Por Iván García
De
continuar el éxodo en el deporte cubano se avecina una
crisis insalvable. Corresponde a los anquilosados funcionarios
salvar uno de los logros de la revolución. El deporte cubano
no concilia sus intereses. Una cosa piensan los jerarcas que rigen
sus destinos y otra los atletas, sus principales protagonistas.
Las divergencias han traído consigo un nuevo fenómeno
en un sector que se vanagloriaba de su incondicionalidad a la
revolución: las deserciones. Era natural que un artista
no regresara de una actuación en el exterior y pidiera
asilo. Pero no los deportistas, en su mayoría negros de
origen muy humilde.
La
situación cambió a partir de 1991, cuando el pelotero
René Arocha, estrella del equipo Industriales y de las
selecciones nacionales, inaugurara la rampa de las deserciones.
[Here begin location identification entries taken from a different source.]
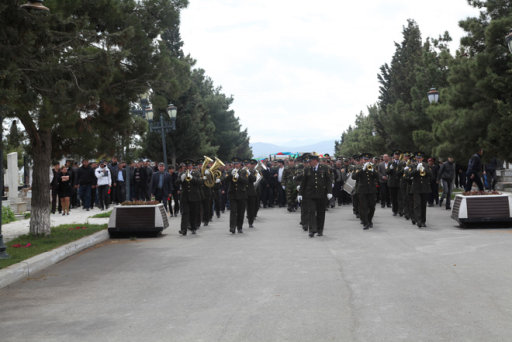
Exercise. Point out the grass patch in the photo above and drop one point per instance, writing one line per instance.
(102, 215)
(60, 235)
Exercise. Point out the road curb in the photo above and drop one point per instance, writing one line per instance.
(26, 268)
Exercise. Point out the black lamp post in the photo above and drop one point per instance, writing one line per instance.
(433, 95)
(164, 127)
(508, 40)
(3, 248)
(31, 5)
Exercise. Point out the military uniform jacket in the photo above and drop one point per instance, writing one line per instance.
(403, 174)
(393, 175)
(238, 189)
(190, 191)
(316, 184)
(367, 181)
(289, 176)
(420, 184)
(251, 191)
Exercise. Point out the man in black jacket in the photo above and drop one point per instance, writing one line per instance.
(474, 171)
(315, 187)
(84, 182)
(434, 185)
(140, 182)
(445, 178)
(161, 185)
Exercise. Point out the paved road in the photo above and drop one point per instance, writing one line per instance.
(273, 283)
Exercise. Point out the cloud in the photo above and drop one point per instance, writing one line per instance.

Desde entonces, por ella han transitado decenas de atletas y entrenadores
de los más diversos deportes. Varios son los países
donde han optado por exiliarse, con preferencia los Estados Unidos
y la mayor cifra se encuentra entre boxeadores y peloteros, dos
de los deportes mejor pagados en el vecino "enemigo imperialista".
Históricamente,
Estados Unidos ha sido el mercado natural de los que descollaban
en béisbol y boxeo. Antes de triunfar la revolución,
en 1959, Cuba era el país que mas cantidad de peloteros
exportaba a las Grandes Ligas. Boxeadores como Kid Chocolate y
Kid Gavilán iban a esa nación a pelear con los mejores.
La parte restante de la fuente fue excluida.